Elle avait eu envie de solitude. Pourquoi ? Elle-même n’en savait rien. Alors, elle avait longuement réfléchi. C’est une petite annonce dans le journal local, découverte ce soir, qui avait donné naissance à son projet. Voici ce qui était écrit :

« Voilier de treize mètres cherche un skipper expérimenté pour partir à New York. Embarquement prévu le huit octobre à Marseille, quai vingt-huit. Prendre contact avec la capitainerie au 04.92.18.27.15 et demander monsieur Canalier. »

 

Cette annonce avait éveillé en elle un vieux rêve enfoui depuis si longtemps. À vingt ans, elle avait passé le permis hauturier, elle savait qu’elle pourrait diriger ce voilier sans difficulté. Elle prit son téléphone et composa le numéro indiqué.

 

« Monsieur Canalier, je vous prie. 

  • C ’est moi-même ! Que puis-je pour vous ?
  • Voyez-vous un obstacle à confier la direction de votre voilier à une femme ?
  • Quelle est votre expérience ?
  • Il y a cinq ans, j’ai passé mon permis hauturier. À cette époque, je participais à de nombreuses frégates. Aujourd’hui, il m’arrive encore de jouer les skippers sur les voiliers pour des touristes qui veulent découvrir les îles de la méditerranée.
  • Combien de temps vous faudra-t-il pour rejoindre New York avec un Hunter 21 ?
  • Tout dépendra de la météo. Je dirai entre trois et quatre semaines en navigant tranquillement, ou en quinze jours si vous acceptez de me laisser prendre quelques risques. Cela pourrait même vous amuser !
  • Quel âge avez-vous ?
  • Vingt-six ans, pourquoi ?
  • Vous êtes jeune en plus d’être une femme ! Pensez-vous honnêtement être capable de remplir cette mission ? Le bateau doit impérativement être à New York dans trois semaines.
  •  J’en suis tout à fait capable ! Mais, vous-même, êtes-vous suffisamment intelligent pour faire abstraction de mon sexe et de mon âge ? »
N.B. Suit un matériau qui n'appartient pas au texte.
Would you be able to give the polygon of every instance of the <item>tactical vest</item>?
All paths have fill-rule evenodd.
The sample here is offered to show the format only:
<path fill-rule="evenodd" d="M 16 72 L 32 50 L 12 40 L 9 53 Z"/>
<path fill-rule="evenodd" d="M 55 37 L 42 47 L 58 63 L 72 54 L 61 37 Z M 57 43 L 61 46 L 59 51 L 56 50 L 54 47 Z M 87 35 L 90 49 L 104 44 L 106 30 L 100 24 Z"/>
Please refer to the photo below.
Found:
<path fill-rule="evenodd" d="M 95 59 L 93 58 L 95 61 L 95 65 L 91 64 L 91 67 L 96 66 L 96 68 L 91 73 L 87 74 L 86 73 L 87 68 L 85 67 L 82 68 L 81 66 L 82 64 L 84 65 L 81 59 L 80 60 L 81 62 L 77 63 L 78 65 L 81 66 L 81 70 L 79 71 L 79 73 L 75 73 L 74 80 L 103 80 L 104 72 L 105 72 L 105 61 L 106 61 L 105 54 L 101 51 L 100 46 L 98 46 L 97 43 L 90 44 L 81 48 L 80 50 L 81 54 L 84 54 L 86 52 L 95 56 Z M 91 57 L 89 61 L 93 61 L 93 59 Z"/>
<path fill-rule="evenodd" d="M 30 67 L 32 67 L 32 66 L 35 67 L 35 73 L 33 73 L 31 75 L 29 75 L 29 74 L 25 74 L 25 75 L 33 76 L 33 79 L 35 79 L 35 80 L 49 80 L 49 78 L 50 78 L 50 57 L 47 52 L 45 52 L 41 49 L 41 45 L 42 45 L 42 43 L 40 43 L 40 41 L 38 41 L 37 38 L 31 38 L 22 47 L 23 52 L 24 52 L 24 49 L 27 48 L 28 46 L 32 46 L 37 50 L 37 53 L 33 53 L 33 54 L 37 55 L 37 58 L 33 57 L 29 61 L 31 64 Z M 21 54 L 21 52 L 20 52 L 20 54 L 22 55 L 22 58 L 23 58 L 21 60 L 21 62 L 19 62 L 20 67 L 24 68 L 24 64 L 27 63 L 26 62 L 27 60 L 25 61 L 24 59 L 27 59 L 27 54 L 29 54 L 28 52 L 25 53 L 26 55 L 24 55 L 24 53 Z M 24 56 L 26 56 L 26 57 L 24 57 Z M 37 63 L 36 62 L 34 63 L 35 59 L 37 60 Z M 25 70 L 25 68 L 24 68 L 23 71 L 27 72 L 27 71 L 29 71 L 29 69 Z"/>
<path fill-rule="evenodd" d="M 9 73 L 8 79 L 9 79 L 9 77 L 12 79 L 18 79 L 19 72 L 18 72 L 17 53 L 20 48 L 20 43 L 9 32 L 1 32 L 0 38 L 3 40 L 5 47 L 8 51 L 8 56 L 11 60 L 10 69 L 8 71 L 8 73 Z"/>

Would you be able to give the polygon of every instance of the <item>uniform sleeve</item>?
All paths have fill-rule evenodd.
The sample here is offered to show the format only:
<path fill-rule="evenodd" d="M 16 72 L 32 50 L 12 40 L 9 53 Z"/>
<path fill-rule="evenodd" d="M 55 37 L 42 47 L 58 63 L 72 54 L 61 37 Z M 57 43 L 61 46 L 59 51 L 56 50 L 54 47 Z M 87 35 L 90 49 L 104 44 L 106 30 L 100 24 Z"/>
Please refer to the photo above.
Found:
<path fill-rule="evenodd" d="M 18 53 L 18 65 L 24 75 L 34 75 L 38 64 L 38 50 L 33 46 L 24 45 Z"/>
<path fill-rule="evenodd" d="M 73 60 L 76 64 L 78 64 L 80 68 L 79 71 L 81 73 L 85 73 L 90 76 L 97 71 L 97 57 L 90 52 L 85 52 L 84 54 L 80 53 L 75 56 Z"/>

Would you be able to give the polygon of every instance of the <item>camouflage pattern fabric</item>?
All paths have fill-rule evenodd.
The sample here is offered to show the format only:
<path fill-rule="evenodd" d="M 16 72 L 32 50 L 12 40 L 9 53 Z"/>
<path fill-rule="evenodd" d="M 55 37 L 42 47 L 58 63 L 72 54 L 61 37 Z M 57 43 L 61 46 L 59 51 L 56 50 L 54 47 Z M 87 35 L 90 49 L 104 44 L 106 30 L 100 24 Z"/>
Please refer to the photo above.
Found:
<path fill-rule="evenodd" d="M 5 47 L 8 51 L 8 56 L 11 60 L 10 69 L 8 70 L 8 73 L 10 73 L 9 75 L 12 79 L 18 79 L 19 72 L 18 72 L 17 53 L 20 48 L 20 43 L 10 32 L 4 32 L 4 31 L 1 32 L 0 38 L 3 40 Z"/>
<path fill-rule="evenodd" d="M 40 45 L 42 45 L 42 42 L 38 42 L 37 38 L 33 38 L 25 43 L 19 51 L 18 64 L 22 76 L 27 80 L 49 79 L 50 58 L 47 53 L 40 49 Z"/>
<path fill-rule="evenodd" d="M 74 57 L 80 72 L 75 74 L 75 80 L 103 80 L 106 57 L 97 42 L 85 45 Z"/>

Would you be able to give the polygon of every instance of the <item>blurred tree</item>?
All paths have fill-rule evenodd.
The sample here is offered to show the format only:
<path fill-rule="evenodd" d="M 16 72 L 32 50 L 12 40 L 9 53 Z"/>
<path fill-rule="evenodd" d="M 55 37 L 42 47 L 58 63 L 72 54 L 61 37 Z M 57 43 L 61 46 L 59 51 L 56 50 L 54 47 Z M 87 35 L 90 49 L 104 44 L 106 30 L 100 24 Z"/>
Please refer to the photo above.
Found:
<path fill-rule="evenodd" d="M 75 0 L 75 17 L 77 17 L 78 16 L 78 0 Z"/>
C’est cette dernière remarque qui avait déclenché l’accord du type. Il avait été piqué au vif. Ce matin quand elle avait embarqué, elle avait surpris son regard inquiet. Cela l’avait amusée. Ce n’était pas la première fois qu’elle captait ce regard dans les yeux de ceux qui lui confiaient leurs bateaux. Lui se rendrait sur place en avion. Une fois qu’il fut parti, elle se retrouva enfin seule.

 

Elle prit la route de New York. Déjà plusieurs heures qu’elle naviguait. Le temps pour l’instant était au beau. Elle était seule au monde, au cœur de l’océan atlantique.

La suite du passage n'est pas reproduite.